I just completed teaching a 10 week course on data mining for MS level professional degree students. Most of the material is on a web site, https://irgn452.wordpress.com/chron/ The course assumes good knowledge of OLS regression, but other than that is self-contained.
Software is R, with a heavy dose of Rattle for the first few weeks. (Rattle is a front end for R.) The main algorithms I emphasize are Random Forests and LASSO, for both classification and regression. I emphasize creating new variables that correspond to the physical/economic characteristics of the problem under study. The course requires a major project; some students scrape or mash their own data. Because we have only 10 weeks, I provide a timetable and a lot of milestones for the projects, and frequent one-on-one meetings.

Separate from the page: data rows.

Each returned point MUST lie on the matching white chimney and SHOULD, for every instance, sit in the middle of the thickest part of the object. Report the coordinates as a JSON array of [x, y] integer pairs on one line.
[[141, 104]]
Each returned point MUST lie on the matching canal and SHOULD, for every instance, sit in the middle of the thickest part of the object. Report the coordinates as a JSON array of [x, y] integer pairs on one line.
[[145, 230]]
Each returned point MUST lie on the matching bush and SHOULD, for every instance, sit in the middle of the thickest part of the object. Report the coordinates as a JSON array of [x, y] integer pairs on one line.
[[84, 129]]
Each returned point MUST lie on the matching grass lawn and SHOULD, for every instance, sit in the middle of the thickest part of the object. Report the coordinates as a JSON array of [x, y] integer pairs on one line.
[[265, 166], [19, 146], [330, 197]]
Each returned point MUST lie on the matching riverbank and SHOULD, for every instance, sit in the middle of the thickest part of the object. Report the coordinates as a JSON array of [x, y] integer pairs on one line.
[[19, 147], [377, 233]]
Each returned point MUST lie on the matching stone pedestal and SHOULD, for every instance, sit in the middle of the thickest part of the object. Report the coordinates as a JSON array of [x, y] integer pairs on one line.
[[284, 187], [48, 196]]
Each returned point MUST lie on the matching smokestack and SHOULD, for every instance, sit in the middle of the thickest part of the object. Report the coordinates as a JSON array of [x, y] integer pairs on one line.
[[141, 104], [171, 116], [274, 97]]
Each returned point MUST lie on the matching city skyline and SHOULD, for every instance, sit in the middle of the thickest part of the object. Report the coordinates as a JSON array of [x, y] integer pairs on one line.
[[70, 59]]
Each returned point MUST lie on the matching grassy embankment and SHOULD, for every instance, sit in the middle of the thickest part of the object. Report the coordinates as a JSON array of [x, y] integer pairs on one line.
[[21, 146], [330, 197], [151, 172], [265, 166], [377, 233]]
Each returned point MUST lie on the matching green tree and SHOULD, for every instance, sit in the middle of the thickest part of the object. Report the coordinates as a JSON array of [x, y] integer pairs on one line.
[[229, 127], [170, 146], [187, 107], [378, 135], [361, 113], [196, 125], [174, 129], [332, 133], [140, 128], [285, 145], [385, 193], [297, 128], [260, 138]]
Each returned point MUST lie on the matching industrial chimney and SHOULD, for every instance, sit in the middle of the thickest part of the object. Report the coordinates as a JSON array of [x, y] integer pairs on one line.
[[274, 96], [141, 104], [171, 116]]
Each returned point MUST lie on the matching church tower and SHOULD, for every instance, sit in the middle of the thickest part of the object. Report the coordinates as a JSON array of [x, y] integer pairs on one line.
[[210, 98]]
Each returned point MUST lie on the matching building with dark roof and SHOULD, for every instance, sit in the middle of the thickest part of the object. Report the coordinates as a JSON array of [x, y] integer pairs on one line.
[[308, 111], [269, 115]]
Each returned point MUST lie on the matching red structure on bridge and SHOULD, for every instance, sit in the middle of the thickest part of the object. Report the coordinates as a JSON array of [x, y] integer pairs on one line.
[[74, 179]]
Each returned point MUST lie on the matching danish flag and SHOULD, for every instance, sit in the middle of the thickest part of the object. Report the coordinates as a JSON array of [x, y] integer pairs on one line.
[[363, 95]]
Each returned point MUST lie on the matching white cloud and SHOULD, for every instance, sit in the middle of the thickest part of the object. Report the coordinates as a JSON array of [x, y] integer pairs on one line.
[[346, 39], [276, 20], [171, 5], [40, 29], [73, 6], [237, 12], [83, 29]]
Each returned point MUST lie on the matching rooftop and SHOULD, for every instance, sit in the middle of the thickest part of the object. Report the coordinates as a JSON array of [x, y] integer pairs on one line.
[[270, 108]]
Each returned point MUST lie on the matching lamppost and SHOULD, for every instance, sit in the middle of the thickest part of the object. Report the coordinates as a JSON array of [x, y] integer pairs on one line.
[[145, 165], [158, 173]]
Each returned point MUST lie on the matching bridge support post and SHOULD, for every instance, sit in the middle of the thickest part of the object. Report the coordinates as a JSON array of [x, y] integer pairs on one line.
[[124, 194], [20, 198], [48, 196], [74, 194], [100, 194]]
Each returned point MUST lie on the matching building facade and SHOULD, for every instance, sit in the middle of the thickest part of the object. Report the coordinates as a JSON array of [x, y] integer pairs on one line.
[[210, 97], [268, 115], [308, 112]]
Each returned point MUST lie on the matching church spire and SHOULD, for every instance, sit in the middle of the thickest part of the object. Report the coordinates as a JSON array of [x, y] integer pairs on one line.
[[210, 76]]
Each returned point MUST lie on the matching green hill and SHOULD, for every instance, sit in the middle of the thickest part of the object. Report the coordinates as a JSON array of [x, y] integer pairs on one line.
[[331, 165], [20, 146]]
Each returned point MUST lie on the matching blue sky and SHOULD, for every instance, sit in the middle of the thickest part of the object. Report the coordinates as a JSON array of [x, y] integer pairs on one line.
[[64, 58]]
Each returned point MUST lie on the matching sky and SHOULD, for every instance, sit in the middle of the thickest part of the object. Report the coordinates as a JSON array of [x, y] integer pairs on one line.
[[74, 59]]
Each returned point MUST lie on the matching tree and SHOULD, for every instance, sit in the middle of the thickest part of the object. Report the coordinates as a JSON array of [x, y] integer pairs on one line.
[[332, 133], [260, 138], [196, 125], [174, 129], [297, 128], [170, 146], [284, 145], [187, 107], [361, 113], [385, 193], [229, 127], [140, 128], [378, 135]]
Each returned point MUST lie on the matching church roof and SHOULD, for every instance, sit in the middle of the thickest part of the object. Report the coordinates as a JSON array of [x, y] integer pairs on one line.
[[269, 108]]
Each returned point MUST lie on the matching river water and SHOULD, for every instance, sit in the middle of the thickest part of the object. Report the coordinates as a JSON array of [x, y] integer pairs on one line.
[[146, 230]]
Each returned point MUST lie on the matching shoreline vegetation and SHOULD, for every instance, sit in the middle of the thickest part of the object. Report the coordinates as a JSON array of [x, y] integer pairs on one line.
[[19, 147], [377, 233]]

The web site is not designed for public consumption, and is at best in “early beta” status. I am making it available in case anyone wants mine it for problem sets, discussions of applied issues not covered in most books, etc. Essentially, it is a crude draft of a text for MBAs on data mining using R. This was about the fifth time I taught the course.
By the way, a lot of the lecture notes are modestly modified versions of the excellent lecture material from Matt Taddy. His emphasis is more theoretical than my course, but his explanations and diagrams are great. Readings were generally short sections from either ISLR by James et al, or Data Mining with Rattle and R. Both are available as ebooks at many universities. My TA was Hyeonsu Kang.